Solve the following system using the elimination method:
-3x + 4y = 6
9x - 12y = -18
By using elimination method, one of the variables must be eliminated by adding the two equations.
-3x + 4y = 6
9x - 12y = -18
We first choose the variable we want to eliminate. In here, let's choose x. To eliminate x, the term with variable x must have the same numerical coefficient (number before the variable) but have different signs (so that they would cancel). Thus, we multiply the first equation by 3:
3*(-3x + 4y) = 3*6
-9x + 12y = 18
Then we add the two equations:
-9x + 12y = 18
9x - 12y = -18
---------------------
0 + 0 = 0
Note that when you come up with this situation, this only means that the two lines are coinciding, meaning the solution is INFINITE. If however, the value of the constant (right side of equation) is not equal to zero, the lines are parallel and there is no solution.
Hope this helps~ :)
To solve the given system of equations using the elimination method, we need to manipulate the equations to get the same coefficient for either x or y in both equations.
Let's start by multiplying the first equation by 3 to make the coefficient of x in both equations equal:
(3)(-3x + 4y) = (3)(6)
-9x + 12y = 18
Now we need to subtract the second equation from this modified first equation:
(-9x + 12y) - (9x - 12y) = 18 - (-18)
-9x + 12y - 9x + 12y = 18 + 18
0 + 24y = 36
24y = 36
y = 36 / 24
y = 3/2
Now that we have the value of y, we can substitute it back into one of the original equations to find the value of x.

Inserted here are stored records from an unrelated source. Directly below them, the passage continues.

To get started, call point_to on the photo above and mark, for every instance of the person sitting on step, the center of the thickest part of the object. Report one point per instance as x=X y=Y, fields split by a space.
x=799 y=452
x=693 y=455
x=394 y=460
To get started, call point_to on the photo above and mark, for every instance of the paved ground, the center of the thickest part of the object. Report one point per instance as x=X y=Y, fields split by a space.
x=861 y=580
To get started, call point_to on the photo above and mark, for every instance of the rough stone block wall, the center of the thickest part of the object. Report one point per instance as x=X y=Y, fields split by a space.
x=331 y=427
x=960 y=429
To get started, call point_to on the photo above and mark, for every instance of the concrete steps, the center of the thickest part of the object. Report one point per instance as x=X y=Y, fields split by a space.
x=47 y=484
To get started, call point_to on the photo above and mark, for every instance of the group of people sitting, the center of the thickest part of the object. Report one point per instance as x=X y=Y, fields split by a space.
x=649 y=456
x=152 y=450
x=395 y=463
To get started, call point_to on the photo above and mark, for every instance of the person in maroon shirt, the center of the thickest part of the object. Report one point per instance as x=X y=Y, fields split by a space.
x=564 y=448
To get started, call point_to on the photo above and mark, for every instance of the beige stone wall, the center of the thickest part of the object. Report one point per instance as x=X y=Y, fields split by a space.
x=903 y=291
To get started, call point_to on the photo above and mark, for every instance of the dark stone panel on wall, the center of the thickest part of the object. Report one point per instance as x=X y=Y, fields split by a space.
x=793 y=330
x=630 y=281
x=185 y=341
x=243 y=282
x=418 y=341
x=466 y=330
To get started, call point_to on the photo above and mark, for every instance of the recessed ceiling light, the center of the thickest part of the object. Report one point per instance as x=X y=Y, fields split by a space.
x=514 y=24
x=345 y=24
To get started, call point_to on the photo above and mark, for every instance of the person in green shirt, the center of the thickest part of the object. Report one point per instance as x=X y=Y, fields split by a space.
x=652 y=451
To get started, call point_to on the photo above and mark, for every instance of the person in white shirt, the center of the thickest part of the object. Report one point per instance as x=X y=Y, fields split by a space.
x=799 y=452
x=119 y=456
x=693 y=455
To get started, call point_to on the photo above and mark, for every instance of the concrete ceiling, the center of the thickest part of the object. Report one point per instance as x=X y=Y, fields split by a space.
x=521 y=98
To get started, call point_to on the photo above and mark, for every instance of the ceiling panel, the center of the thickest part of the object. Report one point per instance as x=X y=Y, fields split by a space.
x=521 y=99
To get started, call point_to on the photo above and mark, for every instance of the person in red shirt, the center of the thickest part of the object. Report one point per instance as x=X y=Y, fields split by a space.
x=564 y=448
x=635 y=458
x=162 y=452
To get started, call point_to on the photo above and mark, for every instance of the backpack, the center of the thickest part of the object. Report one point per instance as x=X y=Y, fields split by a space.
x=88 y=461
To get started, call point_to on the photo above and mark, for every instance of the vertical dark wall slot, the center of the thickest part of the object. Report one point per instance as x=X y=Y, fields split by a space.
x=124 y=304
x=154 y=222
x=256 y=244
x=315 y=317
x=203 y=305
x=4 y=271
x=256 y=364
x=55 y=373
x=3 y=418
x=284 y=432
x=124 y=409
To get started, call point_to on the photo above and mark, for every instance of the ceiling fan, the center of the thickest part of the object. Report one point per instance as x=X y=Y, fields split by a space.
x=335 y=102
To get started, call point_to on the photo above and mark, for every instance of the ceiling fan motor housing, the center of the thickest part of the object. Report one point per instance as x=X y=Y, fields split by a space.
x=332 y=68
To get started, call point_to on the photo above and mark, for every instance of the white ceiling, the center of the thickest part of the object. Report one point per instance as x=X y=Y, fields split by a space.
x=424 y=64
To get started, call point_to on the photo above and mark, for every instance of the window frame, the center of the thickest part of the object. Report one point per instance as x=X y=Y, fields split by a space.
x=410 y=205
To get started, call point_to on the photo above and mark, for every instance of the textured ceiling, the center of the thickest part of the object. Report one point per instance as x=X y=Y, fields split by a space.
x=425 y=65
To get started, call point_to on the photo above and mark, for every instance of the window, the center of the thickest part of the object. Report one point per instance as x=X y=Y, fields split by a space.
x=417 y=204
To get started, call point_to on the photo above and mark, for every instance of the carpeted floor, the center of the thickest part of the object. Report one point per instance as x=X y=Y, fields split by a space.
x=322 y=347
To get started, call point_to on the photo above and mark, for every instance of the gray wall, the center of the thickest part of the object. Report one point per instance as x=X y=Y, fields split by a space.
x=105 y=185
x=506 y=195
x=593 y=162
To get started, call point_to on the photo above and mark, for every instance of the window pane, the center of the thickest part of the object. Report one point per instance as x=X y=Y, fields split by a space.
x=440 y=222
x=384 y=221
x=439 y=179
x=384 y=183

Let's use the first equation:
-3x + 4(3/2) = 6
-3x + 6 = 6
-3x = 6 - 6
-3x = 0
x = 0
Therefore, the solution to the system of equations is x = 0 and y = 3/2.
To solve the system using the elimination method, we need to eliminate one of the variables by adding or subtracting the equations.
Step 1: Multiply both sides of the first equation by 3 to make the coefficient of x the same as the coefficient of x in the second equation:
(-3x + 4y) * 3 = 6 * 3
-9x + 12y = 18
Step 2: Now we can add the two equations together to eliminate x:
(-9x + 12y) + (9x - 12y) = 18 + (-18)
0 + 0 = 0
The result is 0 = 0, which means that the two equations are equivalent. This indicates that the system of equations has infinitely many solutions. The two equations represent the same line and intersect at every point on that line.
Therefore, the solution to the system is any point that satisfies both equations.